Hizo una escala. En el baño de un centro comercial se despojó de sus jeans y de su edad, se montó en el traje sastre y los tacones sustraídos del ropero juvenil de Natalia, y se agregó después los años que faltaban con una rápida anexión de rimel y sombras, bilé y maquillaje. Un rayón antes del exceso, aunque muchos años antes de la edad buscada, depuso los afeites y se miró en el espejo acabada de nacer. Deshizo luego la trenza, abriéndola con los dedos y cepilló el pelo suelto de la frente a la espalda y de la nuca a la frente, como alguna vez se lo había cepillado su abuela, dejando que se expandiera hasta su límite y se derramara sobre ella, igual que sobre los hombros de Mariana. No pasó a buscar a Carmen Ramos. Fue directamente al lugar de la reunión con Carrasco, el lugar donde la esperaba el tiempo detenido en ella y que era el momento de airear.

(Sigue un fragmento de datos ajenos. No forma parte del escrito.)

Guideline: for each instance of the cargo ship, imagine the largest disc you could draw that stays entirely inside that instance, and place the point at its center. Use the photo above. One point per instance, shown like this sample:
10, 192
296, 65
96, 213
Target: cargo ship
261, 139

Las oficinas de Lucas Carrasco estaban en una casona remodelada de San Ángel. El frontis de dos pisos era ancho, con portones de madera y aldabas de hierro ennegrecido por el tiempo; su recién adquirida modernidad incluía un portero automático y paredes incendiadas por un fanático color canela, pero respetaba dos balcones con herrerías coloniales y macetas de talavera. La puerta de la calle, regulada electrónicamente, abría a un recibidor oblongo donde una mujer de edad repartía bienvenidas como una tía solterona sorprendida en falta.

– Las está esperando -le dijo a Leonor. -En cuanto llegue tu amiga, las paso.

– Mi amiga no pudo venir -dijo Leonor. -Se le cruzó un amigo.

Ah, pues entonces te paso de una vez. Déjame avisarle a Lucas -apretó un botón del interfono. -¿Lucas? ¿Me escuchas? Aquí están ya tus visitas, ¿me escuchas? Esta cosa no sirve. Y a ti, pensándolo bien, no puedo pasarte sola. Estás demasiado joven para Lucas. Ya no está para esas danzas. No me hagas caso, estoy bromeando. A ver, vente conmigo.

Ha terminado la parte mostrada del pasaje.